With Corn Pop Defeated, Biden Vows To Conquer Count Chocula

With Corn Pop Defeated, Biden Vows To Conquer Count Chocula

WASHINGTON, DC –In a rousing speech, fictional President, Joe Biden reminded the nation it was he who toppled Corn Pop. Then the highest ranking dementia patient raised the stakes.

“As Presidufratua, I GUARANTEE my administration will finally get Count Chocula too!” Biden yelled into the microphone causing all nine people to erupt in applause.

“It’s been said many times, but it’s true, Count Chocula is our modern-day Osama Bin Laden,” Biden whispered in a serious tone.

At that time, an audience member loudly reminded Biden that he was against the raid that finally captured Bin Laden.

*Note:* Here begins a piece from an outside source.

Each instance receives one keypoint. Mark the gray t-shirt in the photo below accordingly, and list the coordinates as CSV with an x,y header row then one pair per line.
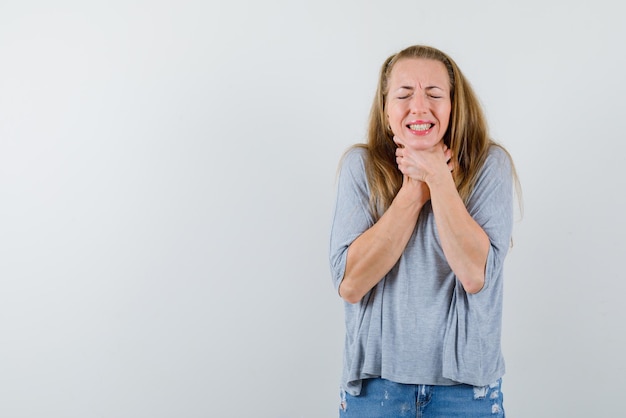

“Yeah, but I’d definitely get this chocolate bastard,” Biden replied. “The huge quantities of sugar he’s inflicted upon our nation’s youth. Are you kidding me? You just give me the chance, and WHAMMOOO!!” he yelled as he tried miming a violent air punch but inadvertently made contact with a small child.

UPDATE: The child was treated at the scene, and her parents were quick to forgive Biden. “When you understand the usual way he interacts with children, we’ll take a punch to the face any day of the week,” the father commented.